Tournament anglers fishing the second day of the Bass Pro Shops Southern Open on the Kissimmee Chain of Lakes were greeted with overcast skies and intermittent rain as the dawn broke on Big Toho Marina.
Severe thunderstorms that rolled through around 4 a.m. on the leading edge of a cold front had tapered off to a drizzling rain as boats were sent on their way. Many of the tournament leaders felt the lack of sunny skies would hurt the sight-fishing game. "I left two 8-pounders on the beds yesterday, one I hooked and lost and one I couldn't get to bite," said Terry Scroggins, in third place after Day One with 25 pounds, 5 ounces. "Those fish are real sensitive to light, and with this front coming through it backs them up.
Even though they don't feel the cold they feel the pressure and it backs them off the beds and into deeper water. They were just starting to come in on the beds yesterday afternoon, and I think this front will be enough to hold them off." Scroggins still has some good offshore stuff, catching 20 pounds on Day One before he moved into the shallows to sight fish late in the day.
The lack of good light will hurt anglers fishing the deeper beds because they can't see the fish. Scroggins drew a late launch time for the Day Two, so he's hoping the sky will clear up and let some sun through by late in the day. Gerald Swindle, in first place after Day One with 30 pounds, 13 ounces, felt the early morning low-light levels could be to his advantage.
Swindle is fishing roughly 800 yards from Scroggins. "The areas we're fishing are offshore and triggered by feeding frenzies, so you get an early low light feeding frenzy," Swindle said. "Then it gets sunny and slick like yesterday and the bite slows down, but with clouds and the rain, it could extend that feeding frenzy. With the clouds and the rain, it might play to our advantage."
Larry Cahan, who sits in fourth place with 24 pounds, 9 ounces, is on bedding fish in Lake Toho and feels the low light is going to make sight fishing in his area extremely difficult. "It's probably going to hurt me a bit," Cahan said. "I caught all my weight fish sight fishing on the beds. I'm hoping I can catch some of these fish just casting in the area, but it's going to be tougher to catch the bigger fish because you can't see them.
Hopefully, drawing a late flight will get me some sunlight in the afternoon."
A teen takes a swing
Sixteen-year-old Dustin Bozeman has been fishing most of his life. Two years ago he decided to pursue his dream of being a tournament fisherman, so he entered some local tournaments to hone his skills. Now that he's old enough to meet the minimum age requirement to enter a Bassmaster Open event, he decided it was time to improve his fishing by sharing time on the water with the pros by entering as a non-boater.

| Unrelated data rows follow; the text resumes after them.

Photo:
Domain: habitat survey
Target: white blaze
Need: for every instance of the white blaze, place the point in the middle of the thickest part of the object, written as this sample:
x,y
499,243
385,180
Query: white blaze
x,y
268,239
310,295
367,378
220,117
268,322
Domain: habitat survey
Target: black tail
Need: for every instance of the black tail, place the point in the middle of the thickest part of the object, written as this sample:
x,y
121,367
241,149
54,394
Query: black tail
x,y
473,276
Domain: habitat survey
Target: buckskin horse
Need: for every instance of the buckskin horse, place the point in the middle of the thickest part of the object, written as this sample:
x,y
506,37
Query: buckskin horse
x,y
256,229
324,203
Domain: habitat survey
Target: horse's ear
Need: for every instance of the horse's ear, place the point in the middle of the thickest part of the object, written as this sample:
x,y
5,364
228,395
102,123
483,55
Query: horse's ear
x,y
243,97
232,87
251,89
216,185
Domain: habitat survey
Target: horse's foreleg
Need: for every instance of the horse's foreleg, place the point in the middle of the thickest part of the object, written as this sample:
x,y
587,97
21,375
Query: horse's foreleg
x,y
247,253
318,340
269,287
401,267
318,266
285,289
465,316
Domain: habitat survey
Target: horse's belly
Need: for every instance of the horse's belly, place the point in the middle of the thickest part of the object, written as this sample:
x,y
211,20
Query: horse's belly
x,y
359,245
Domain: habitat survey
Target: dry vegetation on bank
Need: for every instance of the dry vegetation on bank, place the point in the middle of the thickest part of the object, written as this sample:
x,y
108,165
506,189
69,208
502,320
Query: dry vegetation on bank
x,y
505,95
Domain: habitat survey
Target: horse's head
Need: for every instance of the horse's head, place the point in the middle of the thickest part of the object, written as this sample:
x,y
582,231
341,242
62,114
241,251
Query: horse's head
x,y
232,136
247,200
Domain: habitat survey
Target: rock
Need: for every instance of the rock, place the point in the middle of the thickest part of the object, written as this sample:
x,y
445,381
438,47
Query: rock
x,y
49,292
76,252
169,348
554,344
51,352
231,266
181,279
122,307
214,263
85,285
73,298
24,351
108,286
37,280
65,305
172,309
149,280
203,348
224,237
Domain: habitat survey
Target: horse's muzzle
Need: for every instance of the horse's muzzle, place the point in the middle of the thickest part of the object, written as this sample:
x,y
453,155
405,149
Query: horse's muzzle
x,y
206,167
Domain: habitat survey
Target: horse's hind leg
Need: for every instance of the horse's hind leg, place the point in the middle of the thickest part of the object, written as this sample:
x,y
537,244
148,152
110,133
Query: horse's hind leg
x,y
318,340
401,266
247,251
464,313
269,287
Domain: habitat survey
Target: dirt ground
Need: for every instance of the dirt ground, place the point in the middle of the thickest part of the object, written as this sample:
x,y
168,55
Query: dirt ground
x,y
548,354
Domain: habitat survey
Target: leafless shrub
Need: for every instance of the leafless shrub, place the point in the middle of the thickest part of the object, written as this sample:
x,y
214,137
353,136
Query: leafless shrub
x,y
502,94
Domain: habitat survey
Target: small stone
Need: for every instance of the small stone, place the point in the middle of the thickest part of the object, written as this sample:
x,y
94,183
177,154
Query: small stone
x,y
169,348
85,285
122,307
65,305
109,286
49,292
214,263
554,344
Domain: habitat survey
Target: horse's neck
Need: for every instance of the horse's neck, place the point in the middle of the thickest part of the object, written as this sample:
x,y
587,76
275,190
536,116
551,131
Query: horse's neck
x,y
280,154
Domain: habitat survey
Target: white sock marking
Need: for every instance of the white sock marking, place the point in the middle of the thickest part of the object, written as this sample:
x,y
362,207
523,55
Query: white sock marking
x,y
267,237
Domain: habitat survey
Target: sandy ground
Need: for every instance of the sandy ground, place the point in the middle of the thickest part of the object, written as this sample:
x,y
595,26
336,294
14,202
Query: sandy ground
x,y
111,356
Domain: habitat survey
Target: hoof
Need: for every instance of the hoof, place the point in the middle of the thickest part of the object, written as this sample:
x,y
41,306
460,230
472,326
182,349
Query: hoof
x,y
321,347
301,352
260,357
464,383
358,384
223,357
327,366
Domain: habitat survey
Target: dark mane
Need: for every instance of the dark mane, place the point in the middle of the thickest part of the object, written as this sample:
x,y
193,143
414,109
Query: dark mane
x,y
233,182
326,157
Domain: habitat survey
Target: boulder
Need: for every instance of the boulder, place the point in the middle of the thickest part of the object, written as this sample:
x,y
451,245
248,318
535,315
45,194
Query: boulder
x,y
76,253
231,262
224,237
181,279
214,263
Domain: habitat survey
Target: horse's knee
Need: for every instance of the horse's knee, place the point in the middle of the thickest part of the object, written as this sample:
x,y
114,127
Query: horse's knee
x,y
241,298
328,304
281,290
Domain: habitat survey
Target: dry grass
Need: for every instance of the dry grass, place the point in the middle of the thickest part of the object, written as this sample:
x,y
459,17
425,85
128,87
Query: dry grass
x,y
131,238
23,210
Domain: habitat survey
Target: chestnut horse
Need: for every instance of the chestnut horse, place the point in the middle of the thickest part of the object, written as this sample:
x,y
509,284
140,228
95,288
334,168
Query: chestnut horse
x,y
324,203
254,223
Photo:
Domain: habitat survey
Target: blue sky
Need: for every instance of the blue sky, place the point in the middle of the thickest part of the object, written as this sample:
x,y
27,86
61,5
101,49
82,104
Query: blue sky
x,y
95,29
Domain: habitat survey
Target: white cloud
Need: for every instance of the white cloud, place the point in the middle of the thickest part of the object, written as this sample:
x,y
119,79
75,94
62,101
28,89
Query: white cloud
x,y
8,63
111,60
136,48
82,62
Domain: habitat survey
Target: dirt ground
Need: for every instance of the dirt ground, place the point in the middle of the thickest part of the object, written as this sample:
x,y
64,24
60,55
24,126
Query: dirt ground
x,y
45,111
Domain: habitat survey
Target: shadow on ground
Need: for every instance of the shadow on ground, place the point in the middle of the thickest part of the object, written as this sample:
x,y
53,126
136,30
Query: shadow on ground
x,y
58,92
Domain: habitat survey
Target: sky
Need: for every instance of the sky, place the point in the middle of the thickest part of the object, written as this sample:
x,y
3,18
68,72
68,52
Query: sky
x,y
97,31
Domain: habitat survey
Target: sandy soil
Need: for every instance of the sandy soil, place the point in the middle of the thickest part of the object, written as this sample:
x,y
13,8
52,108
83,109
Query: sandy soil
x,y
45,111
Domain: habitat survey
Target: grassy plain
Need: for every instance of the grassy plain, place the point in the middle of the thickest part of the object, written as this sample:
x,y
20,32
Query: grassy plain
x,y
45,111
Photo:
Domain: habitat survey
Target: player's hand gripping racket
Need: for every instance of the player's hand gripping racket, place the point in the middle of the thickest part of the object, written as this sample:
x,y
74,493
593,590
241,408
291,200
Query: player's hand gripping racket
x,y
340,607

"It's kind of weird being in the back of the boat, but it's a learning experience," said Bozeman, who brought only one fish to the Day One weigh-in. "It was all right though. I just didn't get many bites, but the one bite I did get, I caught, so I feel good about that." Bozeman fished Day One with Kyle Smith, and has drawn Casey Ashley on Day Two.
"I'd like to fish in the pro division a couple of years and then hopefully move up to the Elite Series," Bozeman said.
Pros like new Elite Series postseason format
In the past, Elite Series anglers vying for Toyota Tundra Bassmaster Angler of the Year honors followed a set format that took the top 12 point leaders after eight events, adjusted their points to make a closer race, and then competed in the two-event series to determine the winner.
A new format for determining Angler of the Year honors was announced this week that will give the title to the points leader at the end of the regular eight-event season. Instead of a postseason series, the top eight anglers in points and four more anglers that are voted into the event by fans on Bassmaster.com will fish the two-event All-Star Week in Alabama. "I think it's a great idea," said Bobby Lane. "It keeps adding up and gives you more to shoot for at the end of the year. We're moving in the right direction.
" While Davy Hite enjoyed the late-season format, he's really excited about the tournament series going back to crowning Angler of the Year honors based on the points leader at the end of the season. Hite won the honor twice under that format. "It's fair for everyone.
You know the rules when the season starts, and everyone has the same number of points, so you get rewarded for being the best fisherman that year and it still gives the top anglers a venue to showcase themselves," said Hite.
Does shirt color matter? It does if you're superstitious. Five of the top six anglers on Day One were wearing either yellow or blue shirts. The guys wearing yellow were all fishing Lake Toho, while the anglers wearing blue were fishing Lake Kissimmee.
Looking to meet your favorite Elite Series anglers and get your picture taken with them? At the morning launch, when boats are dropped in at the ramp, the most consistent area to get a one-on-one with a pro is outside the public bathroom near the ramp.
At the afternoon weigh-in, the best spot to run into your favorite angler is in front of the release tank, where bass are taken after the weigh-in to be released later in the afternoon on Lake Toho.